I Am Jack by Susanne Gervay brought back to me in vivid emotion a trying but very revealing experience in my early middle school life. While my hometown district was one of the pioneers of the middle school model, and the teachers were young and very innovative, the school could not easily shed its reputation for being “tough.” Rather than the mannered neighborhood that my elementary school was in, Estee pulled in kids from the entire city, including what was then dismissed as the bad sections of town. I did meet up with some badasses that I never would have encountered in my neighborhood of doctors and lawyers’ kids.  All walks of life had to mesh here, an experiment in egalitarianism. Academically, I found middle school very exciting, with the changing of classes, team teaching, tactile projects, and involved teachers. Parallel to this newfound joy was “Ron Manning,” a bad boy from wherever who took an immediate interest in me. His hands-on approach  increased in intensity with each day–hair pulling, tripping, lots of slapping.

I can’t remember now what the catalyst was that turned the situation around. I do remember him slapping me until I cried, then sitting in a very sympathetic vice-principal’s office, and my parents getting involved. But it turned out I was a lucky one on the bullying spectrum, because not only did Ron Manning stop tormenting me, he became my protector. I didn’t have to worry about anyone else treating me the way he had, because he looked out for me for  years after. I don’t know what made him target me in the first place, or why he turned out to be so protective, but I was not arguing with the turn of events.

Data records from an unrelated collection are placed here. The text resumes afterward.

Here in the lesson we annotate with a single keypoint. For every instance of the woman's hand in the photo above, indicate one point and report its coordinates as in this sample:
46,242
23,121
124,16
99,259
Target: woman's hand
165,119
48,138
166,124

In this book, eleven-year-old Jack finds himself in a similar situation when a bad boy named George Hamel gets him on his radar. It’s not long before Jack is ostracized and labeled “butthead” and afraid to go to school. The book also shows how children are self-protective in their own way. Jack is ashamed of his fall in status, and doesn’t want to tell adults who might be able to help him.

The reader gets a glimpse into why George Hamel singles out Jack. George has basic literacy problems. Jack is rather manic in his interests which is unpopular in his social strata , and he’s a bit annoying to others with his self-satisfied joking. He’s also goofy looking. Experts tell us that a bullied kid can survive his torment with at least one understanding adult in his life. Jack has a bunch of them: his mom, his soon-to-be-stepdad, and eventually, his teacher. His situation was similar to mine in that the bullies did learn a healthy fear of the consequences of their behaviors, and were led, one way or another, to interact peaceably with their former victims.

I Am Jack is illustrated by Cathy Wilcox and available from Tricycle Press. Readers in the later elementary grades are a good target audience for the novel.

2 comments for “I Am Jack

  1. May 27, 2011 at 4:22 pm

    Social Justice and Children’s Literature – What a terrific idea, exposing them to the real challenges of our day. Kudos all ’round.


  2. May 29, 2011 at 3:36 pm

    This is such an important website because these issues come up in public education so often and should not be ignored.
    I really enjoyed Peter’s blog about I am Jack. As a school principal, this is a topic that needs more and more attention.